В своей философии искусства О. стремится опереться на религиозный фундамент. Он наследует немецкому романтизму, утверждая бесконечность человека-творца, безграничность его созидательных возможностей. В творческом акте человек выступает как прямое подобие Творца, он «не только властвует над природою, но творит ее по своему образу и подобию» (Там же. С. 194). О. предвосхищает мысль Ф. и В.С. Соловьева о проективности искусства: искусство задает образ мира, каким он должен быть, а затем в союзе с наукой и верой стремится воплотить идеал во всей совокупности природного бытия.

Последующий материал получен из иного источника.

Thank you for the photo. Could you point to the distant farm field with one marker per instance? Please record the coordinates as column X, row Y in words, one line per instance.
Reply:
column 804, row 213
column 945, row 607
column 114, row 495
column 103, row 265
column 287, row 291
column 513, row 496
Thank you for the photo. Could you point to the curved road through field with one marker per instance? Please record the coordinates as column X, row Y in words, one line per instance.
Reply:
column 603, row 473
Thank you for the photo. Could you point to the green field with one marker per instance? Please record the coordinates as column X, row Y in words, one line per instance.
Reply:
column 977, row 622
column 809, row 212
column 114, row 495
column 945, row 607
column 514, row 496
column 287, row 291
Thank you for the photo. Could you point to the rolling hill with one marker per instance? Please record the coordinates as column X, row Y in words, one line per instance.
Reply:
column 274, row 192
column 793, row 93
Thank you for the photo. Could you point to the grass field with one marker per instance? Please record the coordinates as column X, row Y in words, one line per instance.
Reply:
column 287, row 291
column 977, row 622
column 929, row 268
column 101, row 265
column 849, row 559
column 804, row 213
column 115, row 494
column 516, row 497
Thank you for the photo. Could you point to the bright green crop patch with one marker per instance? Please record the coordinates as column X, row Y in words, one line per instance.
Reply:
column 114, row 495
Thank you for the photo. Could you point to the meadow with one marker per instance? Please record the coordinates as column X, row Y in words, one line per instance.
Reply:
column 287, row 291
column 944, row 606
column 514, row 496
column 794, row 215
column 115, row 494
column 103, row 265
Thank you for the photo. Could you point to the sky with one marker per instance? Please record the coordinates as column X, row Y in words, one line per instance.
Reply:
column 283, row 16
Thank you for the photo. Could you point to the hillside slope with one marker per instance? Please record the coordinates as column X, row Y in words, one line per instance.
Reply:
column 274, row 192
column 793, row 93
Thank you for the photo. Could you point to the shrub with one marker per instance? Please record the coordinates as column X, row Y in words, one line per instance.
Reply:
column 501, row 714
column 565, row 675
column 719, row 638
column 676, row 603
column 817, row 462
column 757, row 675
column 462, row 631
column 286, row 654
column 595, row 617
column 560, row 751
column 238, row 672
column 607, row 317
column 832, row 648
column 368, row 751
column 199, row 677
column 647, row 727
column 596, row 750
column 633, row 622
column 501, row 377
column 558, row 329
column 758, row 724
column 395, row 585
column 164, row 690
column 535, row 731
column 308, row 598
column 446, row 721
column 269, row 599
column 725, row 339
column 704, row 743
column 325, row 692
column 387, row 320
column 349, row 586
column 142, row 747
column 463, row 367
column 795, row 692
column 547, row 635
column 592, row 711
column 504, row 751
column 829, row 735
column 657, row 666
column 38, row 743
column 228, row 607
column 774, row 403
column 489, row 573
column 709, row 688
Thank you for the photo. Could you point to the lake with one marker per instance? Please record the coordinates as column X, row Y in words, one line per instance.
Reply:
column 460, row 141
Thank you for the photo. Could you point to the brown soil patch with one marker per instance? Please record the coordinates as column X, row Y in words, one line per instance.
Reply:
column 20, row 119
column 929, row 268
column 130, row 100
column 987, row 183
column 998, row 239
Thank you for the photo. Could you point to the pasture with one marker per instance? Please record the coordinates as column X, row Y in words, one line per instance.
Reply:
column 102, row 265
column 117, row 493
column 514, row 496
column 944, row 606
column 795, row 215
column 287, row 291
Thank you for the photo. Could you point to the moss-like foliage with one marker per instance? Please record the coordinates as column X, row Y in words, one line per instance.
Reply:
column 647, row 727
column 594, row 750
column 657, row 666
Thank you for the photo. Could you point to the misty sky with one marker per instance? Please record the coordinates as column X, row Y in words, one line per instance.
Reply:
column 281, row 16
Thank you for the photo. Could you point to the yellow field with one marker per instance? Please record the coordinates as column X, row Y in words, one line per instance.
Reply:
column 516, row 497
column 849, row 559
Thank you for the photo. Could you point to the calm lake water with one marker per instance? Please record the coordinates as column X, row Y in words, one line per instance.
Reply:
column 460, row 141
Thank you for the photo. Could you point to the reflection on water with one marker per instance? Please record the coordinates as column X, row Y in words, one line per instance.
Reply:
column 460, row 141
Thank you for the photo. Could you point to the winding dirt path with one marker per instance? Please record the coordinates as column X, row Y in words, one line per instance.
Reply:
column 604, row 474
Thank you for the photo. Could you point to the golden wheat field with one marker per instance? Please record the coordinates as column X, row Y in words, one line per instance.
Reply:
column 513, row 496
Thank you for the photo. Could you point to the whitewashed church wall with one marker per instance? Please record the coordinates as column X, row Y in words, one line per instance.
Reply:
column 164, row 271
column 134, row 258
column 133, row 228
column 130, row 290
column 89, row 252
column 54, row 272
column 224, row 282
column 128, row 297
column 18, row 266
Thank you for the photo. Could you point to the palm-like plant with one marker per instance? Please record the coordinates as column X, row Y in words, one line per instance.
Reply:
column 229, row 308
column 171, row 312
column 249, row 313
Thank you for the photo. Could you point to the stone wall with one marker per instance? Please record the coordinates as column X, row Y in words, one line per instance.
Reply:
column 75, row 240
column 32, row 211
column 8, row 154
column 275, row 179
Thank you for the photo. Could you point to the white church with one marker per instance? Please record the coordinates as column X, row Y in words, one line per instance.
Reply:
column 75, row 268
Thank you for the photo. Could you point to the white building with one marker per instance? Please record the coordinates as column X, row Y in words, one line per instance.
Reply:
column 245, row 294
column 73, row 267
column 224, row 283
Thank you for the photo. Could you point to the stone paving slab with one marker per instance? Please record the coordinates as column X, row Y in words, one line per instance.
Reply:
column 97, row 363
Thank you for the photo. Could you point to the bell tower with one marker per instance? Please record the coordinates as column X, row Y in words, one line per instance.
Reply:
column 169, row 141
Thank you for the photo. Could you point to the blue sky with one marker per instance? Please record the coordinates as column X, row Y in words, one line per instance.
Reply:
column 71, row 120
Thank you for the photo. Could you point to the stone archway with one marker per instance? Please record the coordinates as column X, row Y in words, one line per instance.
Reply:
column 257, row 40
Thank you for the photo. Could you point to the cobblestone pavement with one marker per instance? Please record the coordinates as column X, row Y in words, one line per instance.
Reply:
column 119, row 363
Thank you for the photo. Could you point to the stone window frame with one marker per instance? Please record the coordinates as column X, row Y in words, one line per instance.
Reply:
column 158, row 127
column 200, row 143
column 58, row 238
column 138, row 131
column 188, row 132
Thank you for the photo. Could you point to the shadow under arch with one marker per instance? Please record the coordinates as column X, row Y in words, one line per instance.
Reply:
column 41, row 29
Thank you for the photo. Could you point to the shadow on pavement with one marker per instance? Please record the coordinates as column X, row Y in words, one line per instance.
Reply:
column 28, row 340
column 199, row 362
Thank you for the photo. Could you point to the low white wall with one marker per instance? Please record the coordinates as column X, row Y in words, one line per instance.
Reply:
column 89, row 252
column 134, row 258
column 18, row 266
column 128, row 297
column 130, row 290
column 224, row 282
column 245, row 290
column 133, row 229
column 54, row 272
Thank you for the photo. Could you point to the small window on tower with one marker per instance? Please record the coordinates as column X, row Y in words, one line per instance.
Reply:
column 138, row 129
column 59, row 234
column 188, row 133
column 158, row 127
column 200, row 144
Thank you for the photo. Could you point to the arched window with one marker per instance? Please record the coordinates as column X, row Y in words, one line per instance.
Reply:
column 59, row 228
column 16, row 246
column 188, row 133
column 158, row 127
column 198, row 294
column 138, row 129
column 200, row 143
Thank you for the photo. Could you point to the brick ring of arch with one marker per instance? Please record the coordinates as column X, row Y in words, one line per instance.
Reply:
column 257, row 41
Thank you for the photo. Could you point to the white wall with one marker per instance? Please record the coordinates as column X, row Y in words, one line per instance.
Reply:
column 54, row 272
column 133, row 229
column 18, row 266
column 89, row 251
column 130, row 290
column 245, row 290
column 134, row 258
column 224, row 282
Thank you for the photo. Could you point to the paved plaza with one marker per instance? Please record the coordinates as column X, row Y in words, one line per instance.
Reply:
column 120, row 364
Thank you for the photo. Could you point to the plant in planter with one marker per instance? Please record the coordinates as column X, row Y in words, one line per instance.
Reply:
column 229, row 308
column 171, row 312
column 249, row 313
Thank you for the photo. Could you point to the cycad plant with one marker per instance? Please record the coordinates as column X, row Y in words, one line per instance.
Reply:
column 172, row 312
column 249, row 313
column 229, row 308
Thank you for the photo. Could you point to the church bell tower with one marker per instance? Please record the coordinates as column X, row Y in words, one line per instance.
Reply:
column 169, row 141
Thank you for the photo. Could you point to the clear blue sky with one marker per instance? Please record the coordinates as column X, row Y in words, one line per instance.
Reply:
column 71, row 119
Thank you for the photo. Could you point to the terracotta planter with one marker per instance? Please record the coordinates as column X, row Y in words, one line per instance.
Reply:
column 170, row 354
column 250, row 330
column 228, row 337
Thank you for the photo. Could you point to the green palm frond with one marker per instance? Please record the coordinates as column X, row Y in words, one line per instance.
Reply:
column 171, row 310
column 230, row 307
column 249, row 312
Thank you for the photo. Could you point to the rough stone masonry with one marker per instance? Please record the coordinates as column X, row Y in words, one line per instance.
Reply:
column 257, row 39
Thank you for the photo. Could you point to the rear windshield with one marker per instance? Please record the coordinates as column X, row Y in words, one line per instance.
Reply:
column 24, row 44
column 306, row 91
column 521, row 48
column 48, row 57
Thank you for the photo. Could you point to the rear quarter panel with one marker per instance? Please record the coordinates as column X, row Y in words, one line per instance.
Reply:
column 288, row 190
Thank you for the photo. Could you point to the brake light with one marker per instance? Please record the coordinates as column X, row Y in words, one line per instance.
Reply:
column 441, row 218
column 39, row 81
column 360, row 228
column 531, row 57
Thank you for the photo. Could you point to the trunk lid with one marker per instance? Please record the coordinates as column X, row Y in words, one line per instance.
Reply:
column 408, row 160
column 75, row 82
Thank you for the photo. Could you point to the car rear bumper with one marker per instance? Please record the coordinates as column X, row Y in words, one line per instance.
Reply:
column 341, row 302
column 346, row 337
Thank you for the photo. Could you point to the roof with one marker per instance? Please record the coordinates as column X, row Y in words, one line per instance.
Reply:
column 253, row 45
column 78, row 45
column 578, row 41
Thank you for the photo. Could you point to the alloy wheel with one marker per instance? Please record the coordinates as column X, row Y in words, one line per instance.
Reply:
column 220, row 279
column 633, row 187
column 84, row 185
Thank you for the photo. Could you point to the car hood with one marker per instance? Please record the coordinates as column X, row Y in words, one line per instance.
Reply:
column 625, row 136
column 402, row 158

Соч.: Одоевский В.Ф. Русские ночи. Л., 1975; Русский космизм: Антология философской мысли. М.,1993; К вопросу о древне-русском песнопении. М., 1864.
Лит.: Семенова 2004; Маслобоева О.Д. Российский органицизм и космизм XIX–XX вв.: Эволюция и актуальность. М., 2007; Вишневская Е.Э. В.Ф. Одоевский и спасение Румянцевского музея (к вопросу о роли правовых документов в сохранении культурного наследия России). Электронный ресурс. Режим доступа: http://inter-legal.ru/v-f-odoevskij-i-spasenie-rumyancevskogo-muzeya; Гачева А.Г. Философское и художественное творчество В.Ф. Одоевского в контексте традиции русского космизма // Литература и философия: от романтизма к XX веку. К 150-летию со дня смерти В.Ф. Одоевского. М., 2019. С. 382–396.